Barzegar believes that Obama’s policy of rapprochement with Iran is part of a strategy. “Of course, following this policy is not an accident occurring overnight. Obama only expedited this process,” Barzegar said.
“This policy is rooted in the reality that the US has some strategic constraints in handing the regional issues and that its direct political-security involvement […] increases the regional tensions and rivalry sometimes leading to sectarian politics and even extremism. The post-conflict situation in Iraq, failing situation in Afghanistan, and now the Syrian crisis, are all evident, and for this reason the US needs to adopt a more cooperative approach based on regional realities. In this context, Iran should somehow be included and encouraged,” he added.
It would be an overestimation, however, to claim that Washington is planning to make Tehran its principal ally in the Middle East, thus coming back to the pre-1979 situation.
“The Iran-US power equation has changed and Iran now pursues policies that stress independent approach and counting on its national sources of power. One should note that both sides still have their own aims, principles and traditional allies to support,” Barzegar pointed out.
Assessing the overall results of the eight years of Obama’s Middle East policy, Barzegar praised the US president for recognizing the regional changing geopolitics and power equations.
“Experience shows that politics of exclusion only provides the grounds for tension and distrust among nations and states.

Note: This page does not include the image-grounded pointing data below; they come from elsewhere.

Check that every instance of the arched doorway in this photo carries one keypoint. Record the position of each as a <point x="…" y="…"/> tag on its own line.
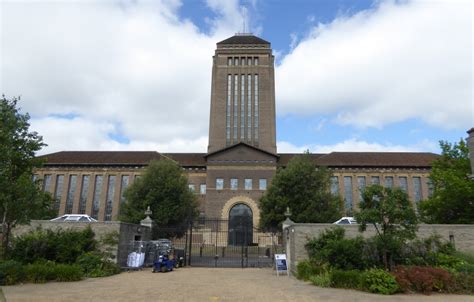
<point x="240" y="225"/>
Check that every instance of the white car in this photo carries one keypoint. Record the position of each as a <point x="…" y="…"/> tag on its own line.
<point x="346" y="220"/>
<point x="75" y="217"/>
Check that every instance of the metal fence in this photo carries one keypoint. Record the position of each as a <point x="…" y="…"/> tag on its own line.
<point x="218" y="243"/>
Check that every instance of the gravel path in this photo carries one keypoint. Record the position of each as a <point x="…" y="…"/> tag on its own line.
<point x="200" y="284"/>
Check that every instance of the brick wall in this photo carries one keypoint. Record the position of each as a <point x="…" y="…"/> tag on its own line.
<point x="297" y="235"/>
<point x="127" y="232"/>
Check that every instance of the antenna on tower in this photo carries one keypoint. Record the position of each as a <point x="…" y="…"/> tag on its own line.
<point x="244" y="17"/>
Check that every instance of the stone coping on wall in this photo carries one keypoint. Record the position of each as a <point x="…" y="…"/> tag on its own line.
<point x="297" y="235"/>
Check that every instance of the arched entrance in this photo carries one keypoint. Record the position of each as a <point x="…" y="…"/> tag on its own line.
<point x="240" y="225"/>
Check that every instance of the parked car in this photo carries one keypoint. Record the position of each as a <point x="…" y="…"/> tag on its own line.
<point x="346" y="220"/>
<point x="75" y="217"/>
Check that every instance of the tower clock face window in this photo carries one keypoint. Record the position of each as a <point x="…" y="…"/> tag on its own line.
<point x="262" y="184"/>
<point x="219" y="183"/>
<point x="234" y="183"/>
<point x="248" y="184"/>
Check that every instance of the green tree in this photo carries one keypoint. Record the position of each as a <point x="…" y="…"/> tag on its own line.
<point x="164" y="188"/>
<point x="305" y="189"/>
<point x="392" y="215"/>
<point x="453" y="192"/>
<point x="21" y="198"/>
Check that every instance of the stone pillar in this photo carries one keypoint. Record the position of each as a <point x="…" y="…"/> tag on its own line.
<point x="287" y="238"/>
<point x="470" y="145"/>
<point x="147" y="222"/>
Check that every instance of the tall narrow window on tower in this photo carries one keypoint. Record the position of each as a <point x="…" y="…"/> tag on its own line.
<point x="229" y="95"/>
<point x="249" y="108"/>
<point x="242" y="107"/>
<point x="255" y="100"/>
<point x="236" y="106"/>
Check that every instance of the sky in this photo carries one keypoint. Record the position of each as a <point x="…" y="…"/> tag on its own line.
<point x="350" y="75"/>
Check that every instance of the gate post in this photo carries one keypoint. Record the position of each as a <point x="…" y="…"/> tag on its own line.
<point x="190" y="241"/>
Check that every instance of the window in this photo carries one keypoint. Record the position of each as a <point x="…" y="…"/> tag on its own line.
<point x="242" y="107"/>
<point x="389" y="181"/>
<point x="348" y="192"/>
<point x="403" y="183"/>
<point x="375" y="180"/>
<point x="219" y="183"/>
<point x="97" y="191"/>
<point x="248" y="184"/>
<point x="228" y="107"/>
<point x="236" y="105"/>
<point x="262" y="184"/>
<point x="334" y="185"/>
<point x="417" y="189"/>
<point x="123" y="186"/>
<point x="249" y="108"/>
<point x="47" y="183"/>
<point x="234" y="183"/>
<point x="59" y="191"/>
<point x="430" y="186"/>
<point x="361" y="185"/>
<point x="84" y="191"/>
<point x="110" y="198"/>
<point x="255" y="100"/>
<point x="70" y="193"/>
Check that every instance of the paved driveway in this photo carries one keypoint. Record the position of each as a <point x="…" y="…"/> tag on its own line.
<point x="200" y="284"/>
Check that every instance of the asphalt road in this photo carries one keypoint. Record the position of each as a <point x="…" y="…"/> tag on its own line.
<point x="201" y="284"/>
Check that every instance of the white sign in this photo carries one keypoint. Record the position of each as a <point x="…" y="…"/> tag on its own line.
<point x="280" y="264"/>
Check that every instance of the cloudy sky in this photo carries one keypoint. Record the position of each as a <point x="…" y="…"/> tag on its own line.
<point x="351" y="75"/>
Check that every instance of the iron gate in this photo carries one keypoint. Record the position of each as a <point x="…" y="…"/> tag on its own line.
<point x="224" y="243"/>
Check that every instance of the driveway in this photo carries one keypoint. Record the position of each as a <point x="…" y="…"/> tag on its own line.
<point x="200" y="284"/>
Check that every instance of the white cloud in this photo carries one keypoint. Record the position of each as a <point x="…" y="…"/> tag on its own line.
<point x="127" y="67"/>
<point x="355" y="145"/>
<point x="398" y="61"/>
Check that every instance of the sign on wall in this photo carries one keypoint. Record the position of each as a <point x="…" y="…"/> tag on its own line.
<point x="280" y="264"/>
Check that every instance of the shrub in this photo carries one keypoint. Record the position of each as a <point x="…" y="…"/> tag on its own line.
<point x="11" y="272"/>
<point x="40" y="272"/>
<point x="331" y="247"/>
<point x="307" y="268"/>
<point x="423" y="279"/>
<point x="379" y="281"/>
<point x="321" y="280"/>
<point x="68" y="272"/>
<point x="62" y="246"/>
<point x="346" y="279"/>
<point x="89" y="262"/>
<point x="94" y="265"/>
<point x="448" y="262"/>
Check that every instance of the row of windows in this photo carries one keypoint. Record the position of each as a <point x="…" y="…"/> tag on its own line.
<point x="84" y="192"/>
<point x="202" y="188"/>
<point x="388" y="183"/>
<point x="242" y="61"/>
<point x="248" y="184"/>
<point x="234" y="94"/>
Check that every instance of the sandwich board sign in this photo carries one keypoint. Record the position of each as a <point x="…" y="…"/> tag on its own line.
<point x="280" y="264"/>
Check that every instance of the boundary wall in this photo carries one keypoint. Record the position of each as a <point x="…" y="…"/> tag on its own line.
<point x="296" y="236"/>
<point x="128" y="232"/>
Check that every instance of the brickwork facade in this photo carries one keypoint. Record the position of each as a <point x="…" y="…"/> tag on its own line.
<point x="242" y="157"/>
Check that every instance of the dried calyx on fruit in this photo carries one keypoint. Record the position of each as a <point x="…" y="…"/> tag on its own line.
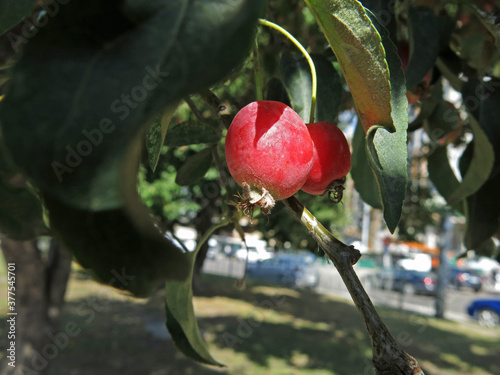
<point x="269" y="152"/>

He changed the track and initiated the policy of inclusion, strengthening the necessity of regional cooperation in the US Middle East policy,” he said.
“Obama’s policy should somehow be followed and institutionalized in the U.S. power structure, considering the fact that the real threat to the region and the world is the growing transnational extremism and terrorism and that the international community should encourage states to cooperate in order to cope with this issue,” the Iranian scholar concluded.